• The Problem Nobody Inside the Company Could See

  • The Presenting Problem

    A routine quarterly checkup turned up something nobody inside the company had noticed. Traffic had fallen sharply. The phone had gotten quieter. The company had started paying for ads to compensate.

    Nobody had connected those three things until I looked at the numbers.

    The Real Problem

    A regional construction company had hired me to do quarterly SEO checkups. Routine work. Check the numbers, look for anything unusual, report back.

    One quarter, the numbers looked very unusual.

    Site traffic had dropped sharply. Rankings that had been solid were gone. The company had started paying for ads around the same time, frustrated that the phone had stopped ringing the way it used to.
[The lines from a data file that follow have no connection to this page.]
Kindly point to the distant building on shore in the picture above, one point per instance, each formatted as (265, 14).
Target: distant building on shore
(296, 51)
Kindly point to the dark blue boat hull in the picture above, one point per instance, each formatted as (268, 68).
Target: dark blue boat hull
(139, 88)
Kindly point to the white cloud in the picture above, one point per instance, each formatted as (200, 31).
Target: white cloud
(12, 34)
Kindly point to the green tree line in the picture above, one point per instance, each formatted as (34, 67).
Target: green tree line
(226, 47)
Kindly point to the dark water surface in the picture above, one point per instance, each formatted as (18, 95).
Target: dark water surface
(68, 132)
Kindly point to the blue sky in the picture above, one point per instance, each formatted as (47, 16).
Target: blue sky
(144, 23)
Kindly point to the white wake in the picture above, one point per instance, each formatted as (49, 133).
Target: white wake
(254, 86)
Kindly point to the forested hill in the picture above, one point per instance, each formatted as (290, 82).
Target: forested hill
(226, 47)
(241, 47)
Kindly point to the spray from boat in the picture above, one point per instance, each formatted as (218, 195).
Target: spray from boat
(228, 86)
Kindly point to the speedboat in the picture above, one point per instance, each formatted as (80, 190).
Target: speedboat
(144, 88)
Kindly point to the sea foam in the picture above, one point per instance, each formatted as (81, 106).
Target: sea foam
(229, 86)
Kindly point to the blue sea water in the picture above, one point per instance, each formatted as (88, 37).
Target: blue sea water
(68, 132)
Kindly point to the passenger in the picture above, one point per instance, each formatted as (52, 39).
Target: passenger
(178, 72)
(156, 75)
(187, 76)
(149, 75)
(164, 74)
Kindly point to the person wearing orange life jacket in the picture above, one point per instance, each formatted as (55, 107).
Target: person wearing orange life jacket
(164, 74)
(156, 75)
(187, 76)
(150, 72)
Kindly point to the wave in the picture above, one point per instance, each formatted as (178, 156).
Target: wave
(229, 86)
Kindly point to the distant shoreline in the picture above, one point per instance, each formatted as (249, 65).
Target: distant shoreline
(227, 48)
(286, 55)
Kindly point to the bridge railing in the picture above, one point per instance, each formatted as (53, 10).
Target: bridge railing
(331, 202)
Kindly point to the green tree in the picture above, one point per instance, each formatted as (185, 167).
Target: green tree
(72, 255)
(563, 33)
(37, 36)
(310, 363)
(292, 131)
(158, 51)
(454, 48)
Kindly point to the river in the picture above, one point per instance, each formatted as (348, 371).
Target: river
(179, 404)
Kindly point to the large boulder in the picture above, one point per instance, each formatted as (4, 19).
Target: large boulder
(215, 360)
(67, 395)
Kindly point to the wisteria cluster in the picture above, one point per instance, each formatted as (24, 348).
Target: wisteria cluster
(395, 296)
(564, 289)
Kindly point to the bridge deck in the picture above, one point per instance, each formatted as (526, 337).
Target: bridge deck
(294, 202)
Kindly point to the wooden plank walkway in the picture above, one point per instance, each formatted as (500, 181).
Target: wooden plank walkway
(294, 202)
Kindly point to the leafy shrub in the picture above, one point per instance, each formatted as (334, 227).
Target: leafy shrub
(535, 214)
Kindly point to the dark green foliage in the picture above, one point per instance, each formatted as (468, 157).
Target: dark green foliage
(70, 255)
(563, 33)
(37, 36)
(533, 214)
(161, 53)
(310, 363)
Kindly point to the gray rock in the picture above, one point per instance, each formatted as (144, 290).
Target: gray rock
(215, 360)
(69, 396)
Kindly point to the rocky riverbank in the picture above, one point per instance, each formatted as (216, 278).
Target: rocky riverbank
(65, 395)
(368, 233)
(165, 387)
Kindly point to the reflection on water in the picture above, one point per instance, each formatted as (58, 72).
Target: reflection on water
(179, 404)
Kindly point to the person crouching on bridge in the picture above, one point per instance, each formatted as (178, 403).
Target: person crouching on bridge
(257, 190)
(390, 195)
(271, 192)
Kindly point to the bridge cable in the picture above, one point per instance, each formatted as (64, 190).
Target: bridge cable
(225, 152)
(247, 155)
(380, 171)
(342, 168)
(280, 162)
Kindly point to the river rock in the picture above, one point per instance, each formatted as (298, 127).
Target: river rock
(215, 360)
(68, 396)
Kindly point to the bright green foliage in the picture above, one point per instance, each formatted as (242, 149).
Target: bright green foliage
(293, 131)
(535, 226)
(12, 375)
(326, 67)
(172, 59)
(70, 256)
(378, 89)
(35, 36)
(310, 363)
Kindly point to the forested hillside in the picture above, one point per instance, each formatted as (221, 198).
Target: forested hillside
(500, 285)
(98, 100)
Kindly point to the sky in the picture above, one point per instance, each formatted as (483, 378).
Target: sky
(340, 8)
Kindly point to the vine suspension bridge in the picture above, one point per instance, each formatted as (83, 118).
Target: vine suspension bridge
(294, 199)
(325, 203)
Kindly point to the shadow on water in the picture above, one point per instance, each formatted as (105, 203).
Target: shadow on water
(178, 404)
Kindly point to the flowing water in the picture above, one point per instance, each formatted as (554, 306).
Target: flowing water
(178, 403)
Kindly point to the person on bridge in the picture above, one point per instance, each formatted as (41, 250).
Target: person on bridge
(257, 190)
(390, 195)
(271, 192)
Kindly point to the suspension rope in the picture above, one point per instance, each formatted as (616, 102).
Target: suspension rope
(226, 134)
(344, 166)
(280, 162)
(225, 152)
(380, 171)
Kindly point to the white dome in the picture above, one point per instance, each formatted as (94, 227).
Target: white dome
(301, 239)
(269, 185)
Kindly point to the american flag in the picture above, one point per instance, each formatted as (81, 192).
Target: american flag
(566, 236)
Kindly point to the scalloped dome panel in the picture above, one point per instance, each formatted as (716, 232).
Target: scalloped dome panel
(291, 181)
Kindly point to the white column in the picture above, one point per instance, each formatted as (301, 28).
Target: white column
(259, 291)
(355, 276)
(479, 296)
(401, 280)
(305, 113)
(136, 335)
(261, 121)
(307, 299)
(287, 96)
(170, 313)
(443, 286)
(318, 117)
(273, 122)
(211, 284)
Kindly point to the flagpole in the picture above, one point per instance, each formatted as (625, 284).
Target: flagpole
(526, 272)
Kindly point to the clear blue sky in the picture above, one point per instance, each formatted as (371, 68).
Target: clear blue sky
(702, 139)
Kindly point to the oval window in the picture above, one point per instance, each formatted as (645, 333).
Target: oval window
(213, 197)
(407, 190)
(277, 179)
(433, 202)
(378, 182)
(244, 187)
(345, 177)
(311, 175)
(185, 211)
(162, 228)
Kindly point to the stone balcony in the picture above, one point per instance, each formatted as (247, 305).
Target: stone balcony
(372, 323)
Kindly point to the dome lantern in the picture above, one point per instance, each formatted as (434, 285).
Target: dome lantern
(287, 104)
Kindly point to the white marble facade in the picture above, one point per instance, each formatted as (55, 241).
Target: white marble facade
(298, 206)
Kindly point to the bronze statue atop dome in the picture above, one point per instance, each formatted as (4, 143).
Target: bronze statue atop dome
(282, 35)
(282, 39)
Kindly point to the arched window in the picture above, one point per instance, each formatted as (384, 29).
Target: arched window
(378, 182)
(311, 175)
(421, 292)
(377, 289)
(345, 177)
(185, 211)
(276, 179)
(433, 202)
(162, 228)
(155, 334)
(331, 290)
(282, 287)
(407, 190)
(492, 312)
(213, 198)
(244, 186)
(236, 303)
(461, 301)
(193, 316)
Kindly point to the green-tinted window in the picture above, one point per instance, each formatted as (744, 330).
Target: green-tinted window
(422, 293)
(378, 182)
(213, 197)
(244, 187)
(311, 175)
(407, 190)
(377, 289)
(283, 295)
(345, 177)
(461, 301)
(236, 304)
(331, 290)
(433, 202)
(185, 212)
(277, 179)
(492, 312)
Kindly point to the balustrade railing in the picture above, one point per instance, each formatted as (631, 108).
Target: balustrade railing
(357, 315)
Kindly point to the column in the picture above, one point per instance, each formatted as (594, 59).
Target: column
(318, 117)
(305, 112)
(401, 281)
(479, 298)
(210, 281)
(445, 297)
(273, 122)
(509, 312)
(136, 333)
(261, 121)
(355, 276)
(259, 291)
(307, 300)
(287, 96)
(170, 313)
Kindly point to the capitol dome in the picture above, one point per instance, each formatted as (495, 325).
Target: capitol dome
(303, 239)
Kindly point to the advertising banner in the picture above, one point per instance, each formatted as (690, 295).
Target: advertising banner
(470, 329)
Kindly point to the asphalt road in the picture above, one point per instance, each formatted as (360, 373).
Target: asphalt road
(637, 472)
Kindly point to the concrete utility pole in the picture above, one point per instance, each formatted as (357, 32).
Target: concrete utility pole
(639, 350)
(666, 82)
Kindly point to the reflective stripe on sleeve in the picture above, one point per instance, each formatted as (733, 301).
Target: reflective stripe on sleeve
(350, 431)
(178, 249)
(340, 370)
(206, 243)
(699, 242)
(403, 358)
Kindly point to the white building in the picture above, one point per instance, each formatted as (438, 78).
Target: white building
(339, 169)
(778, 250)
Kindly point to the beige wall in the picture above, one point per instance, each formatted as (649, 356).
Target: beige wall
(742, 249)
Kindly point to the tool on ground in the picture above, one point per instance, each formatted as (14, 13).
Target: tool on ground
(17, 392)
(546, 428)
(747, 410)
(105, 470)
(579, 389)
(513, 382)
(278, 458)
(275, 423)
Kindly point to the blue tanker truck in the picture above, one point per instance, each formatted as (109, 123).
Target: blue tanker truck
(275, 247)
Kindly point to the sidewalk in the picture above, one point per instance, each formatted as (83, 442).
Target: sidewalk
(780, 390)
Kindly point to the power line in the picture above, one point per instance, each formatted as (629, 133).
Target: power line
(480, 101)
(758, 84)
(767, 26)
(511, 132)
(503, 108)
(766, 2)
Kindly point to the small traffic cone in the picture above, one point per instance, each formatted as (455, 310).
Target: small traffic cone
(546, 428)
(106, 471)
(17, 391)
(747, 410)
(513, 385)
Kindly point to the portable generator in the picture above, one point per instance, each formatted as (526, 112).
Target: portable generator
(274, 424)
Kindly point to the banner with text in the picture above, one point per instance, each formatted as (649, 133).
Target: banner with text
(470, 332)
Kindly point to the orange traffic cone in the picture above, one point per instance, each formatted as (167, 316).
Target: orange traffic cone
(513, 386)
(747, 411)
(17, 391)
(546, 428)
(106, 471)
Nobody had connected those two things.

    I dug in and found the cause. An internal employee had rebuilt the website on a new platform. In the process, a 20-plus page site had been reduced to a single page. All the content that Google had been indexing for years, the service pages, the location pages, the project descriptions, was simply gone.

    Nobody had flagged it as a problem. From inside the company, the site still looked like a website. From Google's perspective, almost everything had disappeared.

    The ad spend wasn't a strategy. It was an accidental response to a collapse that nobody had diagnosed.

    Protecting Access When an Employee Leaves

    Around the same time, the company was letting that employee go. I flagged something most business owners don't think about until it's too late.

    When someone who manages your website leaves, you need to make sure you retain full access to your domain, hosting account, and any tools they were using on your behalf.

    Losing access to your own domain is more common than you'd think, and recovering it can be a lengthy, expensive process. We made sure everything was documented and transferred before the departure.

    The Rebuilt Site and a New Problem

    After the site was eventually rebuilt, the new version had its own issue. The home page featured a video and that was it - no supporting text at all. It looked sharp. But Google indexes text, and there was almost none on the most important page of the site. It also confused site visitors who expect the home page to explain what a company does.

    A tool I use to assess sites gave it an F for SEO. After I addressed the missing onsite optimization, added proper text and structure, and worked on the content, the same tool gave it an A+. That took about three weeks.

    The internal thinking had been that visitors don't want to read much. That's a common assumption, and it's partially true for human visitors who scan rather than read. But Google reads everything. Thin content and missing text are among the most common reasons established business websites don't show up in search.

    One More Save

    Later, the owner saw a competitor's home page video and wanted something similar, but longer and more polished. It looked impressive.

    I explained what a large video file does to page load speed, and what slow pages do to both Google rankings and visitor patience. We kept the existing video. A page that loads quickly and ranks well is worth more than one that looks great but drives people away before they've read a word.

    The Takeaway?

    A quarterly checkup isn't glamorous work. But it's how you catch the thing nobody inside the company noticed. Internal teams are close to the work. They see changes as improvements. An outside eye sees what changed, what it cost, and what's coming next.

    The most expensive website problems are usually the ones that went undetected the longest.

    Client details have been changed to protect confidentiality.